Williamson: The 49ers' passing game is really coming together. The return of Michael Crabtree has sparked it. Crabtree has played the past three games and he is getting better each week. It opens up possibilities for Davis and Anquan Boldin. Quarterback Colin Kaepernick and Davis have a nice chemistry. Davis is a mismatch for nearly every defense and he's particularly good against defenses that struggle against the tight end. He had eight catches for 180 yards against Arizona in October. Vaughn, do you see any way the Falcons can slow down the 49ers’ receiving weapons?

McClure: Not really. The Falcons started three rookies in the secondary last Sunday against the Redskins and gave up pass plays of 62 and 53 yards, the latter for a touchdown. All three rookies -– cornerbacks Desmond Trufant and Robert Alford and free safety Zeke Motta –- made some mistakes in coverage.
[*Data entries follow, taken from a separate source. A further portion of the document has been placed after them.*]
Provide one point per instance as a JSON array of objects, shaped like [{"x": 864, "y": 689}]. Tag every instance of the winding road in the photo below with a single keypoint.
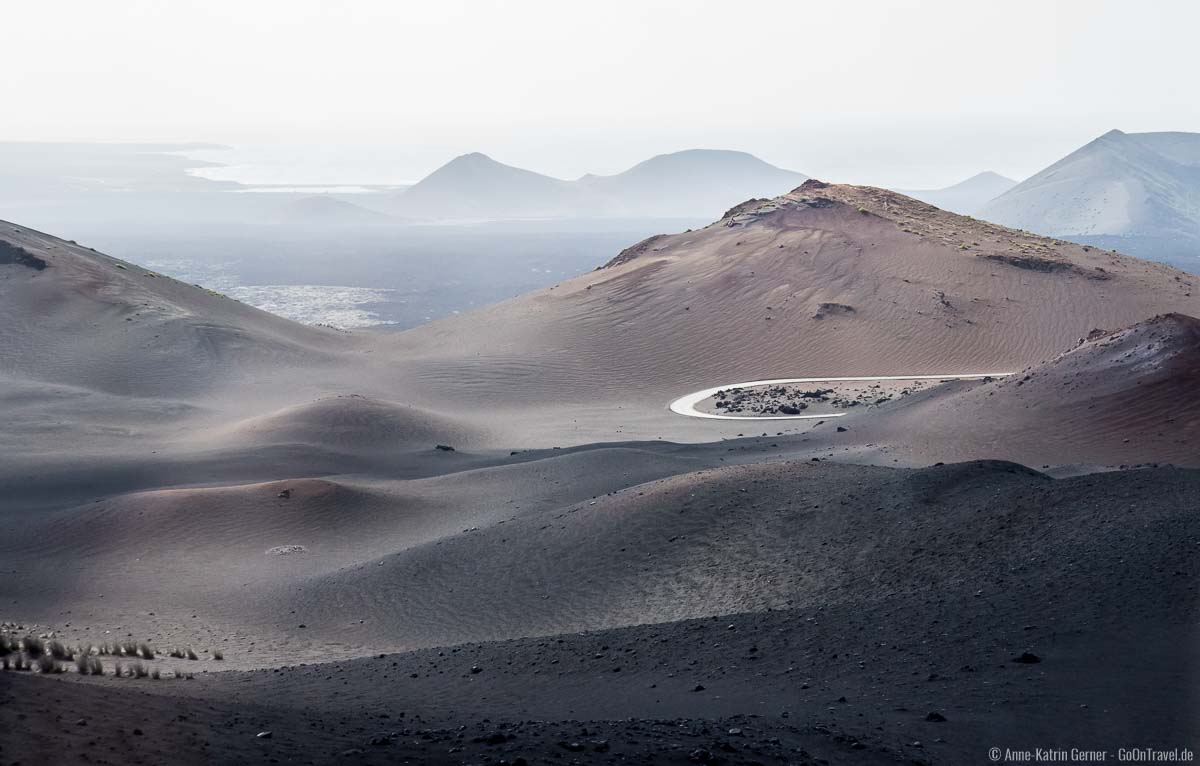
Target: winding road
[{"x": 687, "y": 405}]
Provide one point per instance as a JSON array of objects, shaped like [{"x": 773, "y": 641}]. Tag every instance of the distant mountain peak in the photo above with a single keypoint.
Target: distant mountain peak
[{"x": 689, "y": 184}]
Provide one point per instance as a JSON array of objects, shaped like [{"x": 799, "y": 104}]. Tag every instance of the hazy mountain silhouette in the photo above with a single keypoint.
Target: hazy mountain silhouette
[
  {"x": 966, "y": 197},
  {"x": 699, "y": 183},
  {"x": 1135, "y": 191}
]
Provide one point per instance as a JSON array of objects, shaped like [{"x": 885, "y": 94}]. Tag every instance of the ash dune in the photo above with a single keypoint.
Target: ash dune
[
  {"x": 187, "y": 471},
  {"x": 77, "y": 317},
  {"x": 829, "y": 582}
]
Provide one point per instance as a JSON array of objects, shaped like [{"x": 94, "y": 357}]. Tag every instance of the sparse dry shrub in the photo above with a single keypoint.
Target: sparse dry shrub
[
  {"x": 59, "y": 651},
  {"x": 34, "y": 646},
  {"x": 89, "y": 665}
]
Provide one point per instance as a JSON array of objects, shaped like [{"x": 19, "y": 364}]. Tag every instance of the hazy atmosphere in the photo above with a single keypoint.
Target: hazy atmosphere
[
  {"x": 911, "y": 95},
  {"x": 550, "y": 384}
]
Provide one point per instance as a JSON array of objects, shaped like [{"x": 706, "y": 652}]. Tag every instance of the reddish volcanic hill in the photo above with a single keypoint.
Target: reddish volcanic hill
[
  {"x": 826, "y": 280},
  {"x": 1127, "y": 396}
]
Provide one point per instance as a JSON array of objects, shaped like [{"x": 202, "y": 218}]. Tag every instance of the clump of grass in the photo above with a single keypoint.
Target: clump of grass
[
  {"x": 47, "y": 664},
  {"x": 89, "y": 665},
  {"x": 59, "y": 651},
  {"x": 34, "y": 646}
]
But Trufant has held his own most of the season after coming in as the team’s first-round draft pick, so he’s going to compete, but Alford still has some ground to make up. Motta might not even play with regular starter Thomas DeCoud possibly returning from a concussion. However the Falcons line up, they have to play with better eye discipline and technique. Not to mention the pass rush has to make an effort to put pressure on the elusive Kaepernick or else he’ll carve up the Falcons and let loose to Davis, Boldin, and Crabtree.

The Falcons were supposed to be challenged heavily by the read-option this season with matchups against Russell Wilson, Robert Griffin III and Kaepernick. Wilson didn’t use it much and RGIII didn’t play. So, will Kaepernick and the 49ers utilize the strategy on Monday night, or has it just not been as effective this season?

Williamson: They haven’t used it much this season. It’s been used occasionally. But I will tell you this: Kaepernick has been running with a lot of confidence in the past few games. I think it is because the passing game has opened up and it has affected the entire offense positively. Vaughn, do you get the sense the Falcons have a lack of confidence facing Kaepernick and this offense because of the loss in the NFC title game?

McClure: The Falcons can’t be too confident about much of anything, at 4-10. From a defensive standpoint, six starters who faced Kaepernick last season either are no longer with the team or have been benched. And if DeCoud doesn’t return this week from a concussion, there’s a possibility that five rookies will start against the 49ers offense come Monday night. It will be quite a lesson for those players, to face a true dual-threat quarterback. The Falcons haven’t looked too confident the past two weeks defending against a pair of backup quarterbacks, Matt Flynn and Kirk Cousins.

A lot has been made of Aldon Smith's off-field issues this season. In fact, Falcons receiver Roddy White actually stepped out and said Smith was a "good dude" who just made a mistake. How has Smith responded after his time away from the team, and is he back to his normal self on the field yet?

Williamson: Yes, Smith is back to his dominating self. He has been back for six games and he was eased into the defense after missing five games while seeking treatment for substance abuse. Smith has been particularly good for the past four games, and he’s been dominant the past two games. He is his normal self as a pass-rusher and he is continuing to grow as a complete player. He is a major cog in a defense that is playing at a high level. Vaughn, do you see any way the Falcons can slow Smith and crew Monday night?

McClure: No. Not at all. This offensive line has been like a sieve all season long. Don’t be fooled by the Falcons being ranked eighth in sacks given up per pass attempt. They’ve allowed Matt Ryan to be sacked or hit way too many times despite Ryan making a conscious effort to get the ball out quicker this season. Right now, the Falcons are relying on second-year left tackle Lamar Holmes to protect Ryan’s blind side, and Holmes is coming off being abused by Brian Orakpo of the Redskins. Plus, the Falcons have to be aware of Ahmad Brooks along with Smith. I covered a game last season during which the 49ers totally dominated the Chicago Bears with a swarming pass rush, led by Smith. I can envision the same thing happening to the Falcons.